Il sistema di monitoraggio strutturale, con oltre 240 sensori, acquisisce, dunque, in maniera autonoma i dati e confronta i valori acquisiti con parametri di riferimento; consente di monitorare nel tempo l’evoluzione dello stato della struttura e permette al gestore di attuare con celerità azioni ispettive, correttive o migliorative, a fronte di segnalazioni del raggiungimento di valori critici; mette, infine, a disposizione informazioni utili a pianificare le attività di manutenzione ordinaria o straordinaria.
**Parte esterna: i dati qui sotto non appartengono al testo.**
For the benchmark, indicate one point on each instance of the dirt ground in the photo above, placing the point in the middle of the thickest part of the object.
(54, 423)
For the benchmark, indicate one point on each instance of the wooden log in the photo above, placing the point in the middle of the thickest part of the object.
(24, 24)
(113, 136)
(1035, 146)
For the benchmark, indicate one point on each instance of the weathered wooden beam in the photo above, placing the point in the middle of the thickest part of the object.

«Abbiamo cercato di costruire – sostiene Concialini di Seastema – un viadotto che fosse un punto di riferimento per dimostrare che le tecnologie possono aprire nuovi orizzonti anche nell’ingegneria civile. Quello che abitualmente applichiamo sul navale lo abbiamo utilizzato sul ponte. Si tratta di un’infrastruttura modulare su cui si possono innestare altri elementi. Ad esempio la robotica per l’ispezione della parte inferiore dell’impalcato (che è anche interamente percorribile, al suo interno, dai tecnici manutentori, ndr). La parte esterna del ponte, infatti, è percorsa da rotaie sulle quali verranno poggiati diversi tipi di robot: ci saranno due robot-inspection, progettati per ispezionare la superficie inferiore dell’impalcato, tramite un braccio meccanico che arriva sotto il ponte e un sistema di visione. E poi due robot-wash, progettati per la rimozione del particolato che si deposita sulla superficie dei vetri delle barriere antirumore e dei pannelli fotovoltaici».
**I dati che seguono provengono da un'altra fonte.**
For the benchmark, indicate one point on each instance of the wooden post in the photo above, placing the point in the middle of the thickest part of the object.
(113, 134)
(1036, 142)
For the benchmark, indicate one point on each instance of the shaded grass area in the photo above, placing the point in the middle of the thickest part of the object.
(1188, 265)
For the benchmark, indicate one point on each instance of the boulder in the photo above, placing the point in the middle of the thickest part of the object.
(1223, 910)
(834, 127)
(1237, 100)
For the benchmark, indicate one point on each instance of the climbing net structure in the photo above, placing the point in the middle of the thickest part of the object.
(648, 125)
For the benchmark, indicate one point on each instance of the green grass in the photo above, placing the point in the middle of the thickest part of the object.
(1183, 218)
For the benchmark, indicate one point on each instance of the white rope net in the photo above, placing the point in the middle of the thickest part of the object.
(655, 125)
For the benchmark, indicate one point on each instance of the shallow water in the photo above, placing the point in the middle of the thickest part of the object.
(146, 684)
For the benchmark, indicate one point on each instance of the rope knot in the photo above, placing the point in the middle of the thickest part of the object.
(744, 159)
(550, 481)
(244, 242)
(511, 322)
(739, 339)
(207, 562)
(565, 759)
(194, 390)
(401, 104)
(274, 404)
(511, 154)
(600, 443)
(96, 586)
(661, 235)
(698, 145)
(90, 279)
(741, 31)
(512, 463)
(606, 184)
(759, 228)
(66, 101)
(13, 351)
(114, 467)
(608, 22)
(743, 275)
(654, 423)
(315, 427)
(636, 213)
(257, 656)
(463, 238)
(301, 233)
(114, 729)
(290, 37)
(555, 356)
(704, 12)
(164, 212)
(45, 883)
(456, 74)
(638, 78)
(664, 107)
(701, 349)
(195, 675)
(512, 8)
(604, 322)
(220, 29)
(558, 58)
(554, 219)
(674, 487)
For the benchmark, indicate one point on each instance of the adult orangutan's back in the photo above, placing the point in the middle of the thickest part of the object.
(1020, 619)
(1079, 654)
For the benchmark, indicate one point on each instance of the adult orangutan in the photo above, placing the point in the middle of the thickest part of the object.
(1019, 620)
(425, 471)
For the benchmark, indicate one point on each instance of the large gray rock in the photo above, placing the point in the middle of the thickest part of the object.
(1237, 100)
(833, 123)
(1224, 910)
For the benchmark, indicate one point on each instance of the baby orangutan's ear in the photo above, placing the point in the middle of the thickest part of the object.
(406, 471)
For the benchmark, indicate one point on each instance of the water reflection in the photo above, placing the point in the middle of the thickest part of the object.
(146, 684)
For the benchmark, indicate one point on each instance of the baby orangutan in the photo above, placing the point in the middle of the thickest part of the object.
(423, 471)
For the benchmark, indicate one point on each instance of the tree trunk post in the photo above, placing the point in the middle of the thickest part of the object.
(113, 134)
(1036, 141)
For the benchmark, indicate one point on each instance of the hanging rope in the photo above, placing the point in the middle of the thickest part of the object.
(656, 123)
Concialini spiega anche che tutti i dati raccolti dai sensori del ponte verranno convogliati «in una piccola centrale di controllo che sarà costruita presso il lato del ponte verso l’aeroporto di Genova. In questo fabbricato ci sarà la parte dei quadri di controllo locali. Un sistema denominato Scada, fornito da Seastema, consente infatti di visualizzare su schermi (come accade nella sala macchine o sul ponte di comando di una nave, ndr) quanto trasmettono i sensori. Tutte le informazioni saranno comunque disponibili non solo nella sala controllo sul territorio ma anche da remoto. Scada permette, inoltre, di rilevare potenziali intrusioni informatiche mirate a compromettere la stabilità del sistema».
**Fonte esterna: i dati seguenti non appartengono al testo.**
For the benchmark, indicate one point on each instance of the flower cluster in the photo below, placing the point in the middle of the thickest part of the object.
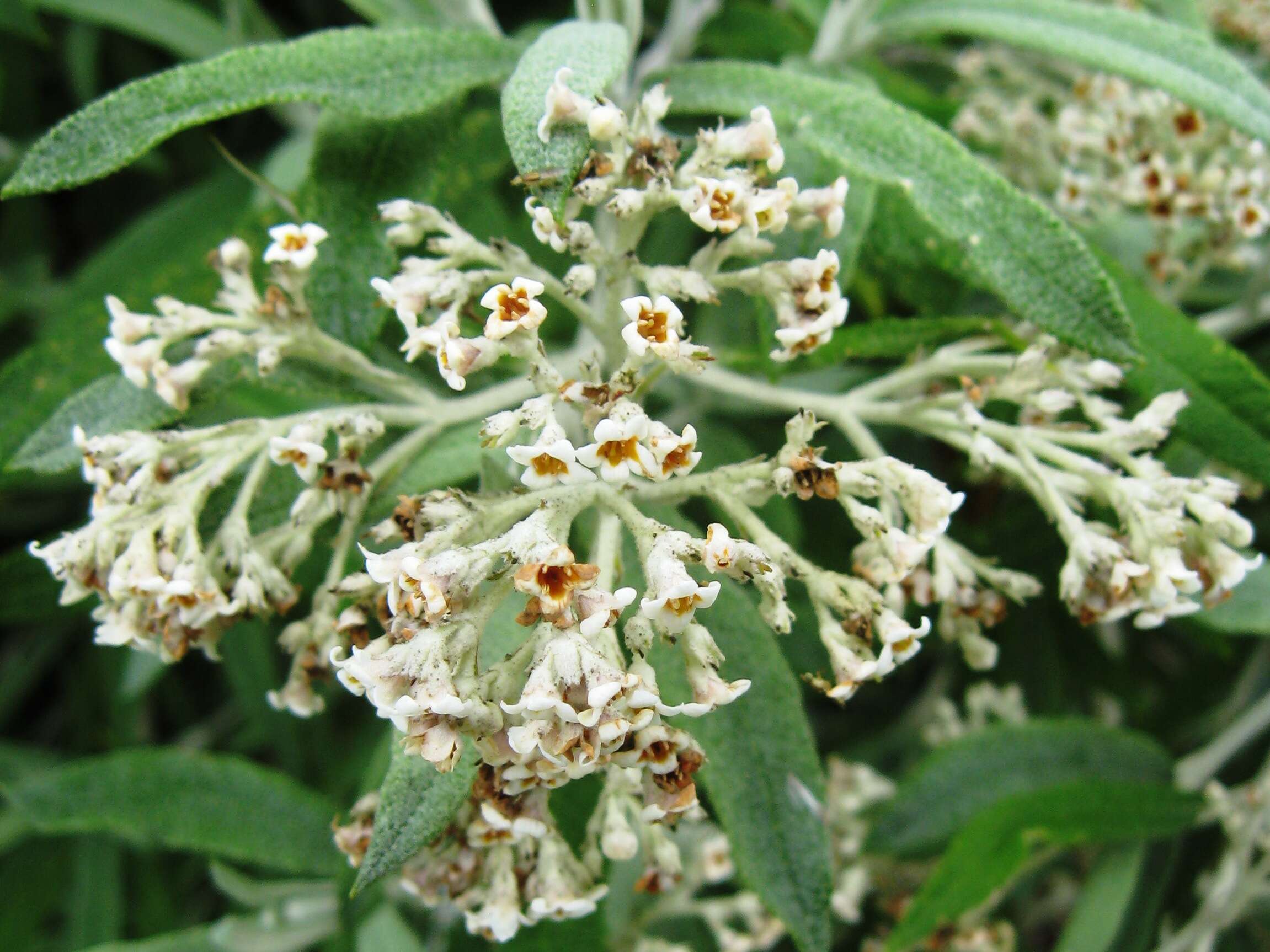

Secondo Ceni e Concialini, le tecnologie applicate al nuovo ponte sul torrente Polcevera potranno essere utilizzate, nell’ingegneria civile, in qualsiasi struttura di nuova costruzione. Possibile farlo anche, ma con più difficoltà, su costruzioni già esistenti. «Nel caso di questo ponte – dicono – abbiamo lavorato col progettista Italferr, studiando con attenzione le zone in cui mettere i sensori. E il viadotto sarà monitorato per tutta la sua esistenza. In un’infrastruttura già esistente, invece, si possono inserire sistemi di monitoraggio di questo tipo ma con la consapevolezza che le rilevazioni registrano solo lo stato attuale della struttura, senza avere puntuale contezza della sua storia precedente».